First, let's take a classic scenario. Here, a doctor has 2 babies. He checks both of their genders and tells the nurse "at least one of them is male". Here, the odds babies are both boys is clearly 1/3.
Next, let's spin this scenario. Here, the doctor still has 2 babies. He checks only one of their genders (you are unsure which one) and tells you "at least one of them is male". Here, the odds the babies are both boys is clearly 1/2. (unless I'm wrong here)
Finally, let me pose my question: does the frame of reference from which you are acquiring the information impact the statistics? In other words, if the medium from which you are acquiring the information is only aware of one of the two binary options (as in scenario 2), does that change the statistics?
More relevantly, in the TED-ed frog problem, is the scenario closer to my scenario 2? The medium by which you obtain the information can only know one of their sexes for certain, in my opinion.
On a side note, I also feel as if the riddle is confuddled if you group the three frogs into one triplet. For the sake of this post, though, we will not take this into consideration.
First, TED-ed’s answer is wrong. It’s equally likely that there is a female frog in either direction. The short explanation is that, if there was a male frog on the stump, it could have croaked first. Eliminating the cases where that could have happened reduces the chances that it was male.

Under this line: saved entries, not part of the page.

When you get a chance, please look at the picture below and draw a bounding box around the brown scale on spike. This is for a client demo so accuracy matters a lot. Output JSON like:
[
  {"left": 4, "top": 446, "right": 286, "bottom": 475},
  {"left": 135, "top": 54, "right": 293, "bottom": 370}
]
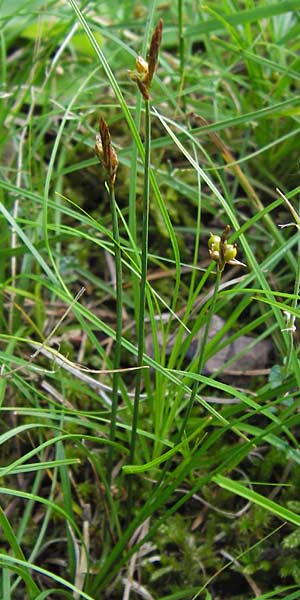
[
  {"left": 129, "top": 19, "right": 163, "bottom": 100},
  {"left": 95, "top": 117, "right": 118, "bottom": 187}
]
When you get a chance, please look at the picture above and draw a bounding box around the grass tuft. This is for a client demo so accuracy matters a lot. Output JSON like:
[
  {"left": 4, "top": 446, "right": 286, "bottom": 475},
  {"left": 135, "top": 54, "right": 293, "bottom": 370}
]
[{"left": 1, "top": 1, "right": 300, "bottom": 598}]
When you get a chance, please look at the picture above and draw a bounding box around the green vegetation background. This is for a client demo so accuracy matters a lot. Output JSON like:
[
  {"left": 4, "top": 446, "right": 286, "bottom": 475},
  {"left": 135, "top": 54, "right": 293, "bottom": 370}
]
[{"left": 1, "top": 0, "right": 300, "bottom": 598}]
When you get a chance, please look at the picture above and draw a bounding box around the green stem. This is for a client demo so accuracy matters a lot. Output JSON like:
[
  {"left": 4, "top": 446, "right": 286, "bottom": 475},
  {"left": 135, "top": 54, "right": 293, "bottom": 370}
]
[
  {"left": 178, "top": 0, "right": 184, "bottom": 80},
  {"left": 127, "top": 99, "right": 151, "bottom": 513},
  {"left": 152, "top": 269, "right": 222, "bottom": 495},
  {"left": 283, "top": 227, "right": 300, "bottom": 377},
  {"left": 179, "top": 269, "right": 222, "bottom": 437},
  {"left": 177, "top": 0, "right": 186, "bottom": 110},
  {"left": 107, "top": 184, "right": 123, "bottom": 485}
]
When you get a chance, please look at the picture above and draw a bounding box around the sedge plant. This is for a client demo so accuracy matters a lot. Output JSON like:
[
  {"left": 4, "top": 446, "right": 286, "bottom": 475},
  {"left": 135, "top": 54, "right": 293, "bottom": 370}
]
[
  {"left": 3, "top": 1, "right": 300, "bottom": 597},
  {"left": 127, "top": 19, "right": 163, "bottom": 514},
  {"left": 95, "top": 117, "right": 121, "bottom": 484},
  {"left": 178, "top": 225, "right": 246, "bottom": 437}
]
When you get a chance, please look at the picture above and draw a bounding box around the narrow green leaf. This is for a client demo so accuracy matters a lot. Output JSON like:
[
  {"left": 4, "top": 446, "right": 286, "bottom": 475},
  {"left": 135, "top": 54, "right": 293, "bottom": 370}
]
[
  {"left": 214, "top": 474, "right": 300, "bottom": 526},
  {"left": 186, "top": 1, "right": 300, "bottom": 36},
  {"left": 0, "top": 507, "right": 40, "bottom": 598},
  {"left": 0, "top": 554, "right": 94, "bottom": 600}
]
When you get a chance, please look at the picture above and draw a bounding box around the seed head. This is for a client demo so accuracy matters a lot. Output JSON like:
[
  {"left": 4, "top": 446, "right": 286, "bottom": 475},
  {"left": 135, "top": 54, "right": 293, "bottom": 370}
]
[
  {"left": 129, "top": 19, "right": 163, "bottom": 100},
  {"left": 95, "top": 117, "right": 118, "bottom": 187},
  {"left": 208, "top": 226, "right": 246, "bottom": 271}
]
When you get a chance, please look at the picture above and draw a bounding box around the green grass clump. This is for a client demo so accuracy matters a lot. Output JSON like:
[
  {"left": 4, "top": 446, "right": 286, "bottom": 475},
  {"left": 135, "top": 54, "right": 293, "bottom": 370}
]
[{"left": 1, "top": 1, "right": 300, "bottom": 598}]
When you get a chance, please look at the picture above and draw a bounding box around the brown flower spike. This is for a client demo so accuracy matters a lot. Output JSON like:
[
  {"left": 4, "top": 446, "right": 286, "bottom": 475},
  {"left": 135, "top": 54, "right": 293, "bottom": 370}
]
[
  {"left": 145, "top": 18, "right": 163, "bottom": 87},
  {"left": 95, "top": 117, "right": 118, "bottom": 187},
  {"left": 130, "top": 19, "right": 163, "bottom": 100}
]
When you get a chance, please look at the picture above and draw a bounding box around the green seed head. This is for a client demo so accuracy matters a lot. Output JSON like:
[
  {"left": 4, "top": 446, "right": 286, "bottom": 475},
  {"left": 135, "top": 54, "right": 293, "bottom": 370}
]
[
  {"left": 208, "top": 233, "right": 221, "bottom": 252},
  {"left": 224, "top": 243, "right": 237, "bottom": 262}
]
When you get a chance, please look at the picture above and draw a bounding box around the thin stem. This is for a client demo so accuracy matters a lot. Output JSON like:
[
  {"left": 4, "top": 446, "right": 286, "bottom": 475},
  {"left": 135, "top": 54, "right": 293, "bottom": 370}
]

I point that out, because it isolates the error made in this entire class of problems. It is incorrect to base the answer on the combinations that could produce the information. You need to also eliminate the cases that could, but wouldn’t. A good example is the first doctor case you mentioned. You said the answer was clearly 1/3, but that is also wrong. It is 1/2.
Think about it: there is a 1/4 chance of BB, in which case the doctor will tell you there is a boy. There is a similar 1/4 chance of GG, in which case the doctor will tell you there is a girl. But in the 1/2 chance that there is one of each, why do you assume the doctor will always tell you there is a boy? You can only assume he picks either one with a 50% probability, in which case the answer is 1/2.
The information you have (the “frame of reference”) does not impact “the statistics” of the cases that can exist in the absence of that information. But it can affect what you know can’t exist with it. And how you obtained the information can affect it even more. The question you need to ask yourself is “Are there situations where this information is true, but I would have learned something else?” TED-ed’s frog problem is a good example.
+++++
Here's the solution to TED-Ed's riddle. I'll use the event M2:F to mean two males in the clearing and a female on the stump, and M1F1:M to mean one of each in the clearing and a male on the stump. The event C means the first croak comes from the clearing.
Pr(M2:M)=1/8, Pr(M2:M & C)=(1/8)*(2/3)=1/12
Pr(M2:F)=1/8, Pr(M2:M & C)=1/8
Pr(M1F1:M)=1/4, Pr(M1F1:M & C)=(1/4)*(1/2)=1/8
Pr(M1F1:F)=1/4, Pr(M1F1:F & C)=1/4
Pr(C) = sum of all these = 1/12+1/8+1/8+1/4 = 7/12
Pr(M1F1|C) = [Pr(M1F1:M & C)+Pr(M1F1:F & C)]/Pr(C) = [1/8+1/4]/(7/12) = 9/14
Pr(F|C) = [Pr(M2:F & C)+Pr(M1F1 & C:F)]/(Pr(C) = [1/8+1/4]/(7/12) = 9/14
+++++
[Edit] I finally noticed the edit to the original post.
Saying "I'm ignoring any situation where my answer might be wrong" does not make for a convincing argument that it is right. The riddle is not "confuddled" [sic] by considering all of the elements that are part of the problem as stated. It is addressed properly. There are three frogs in the problem.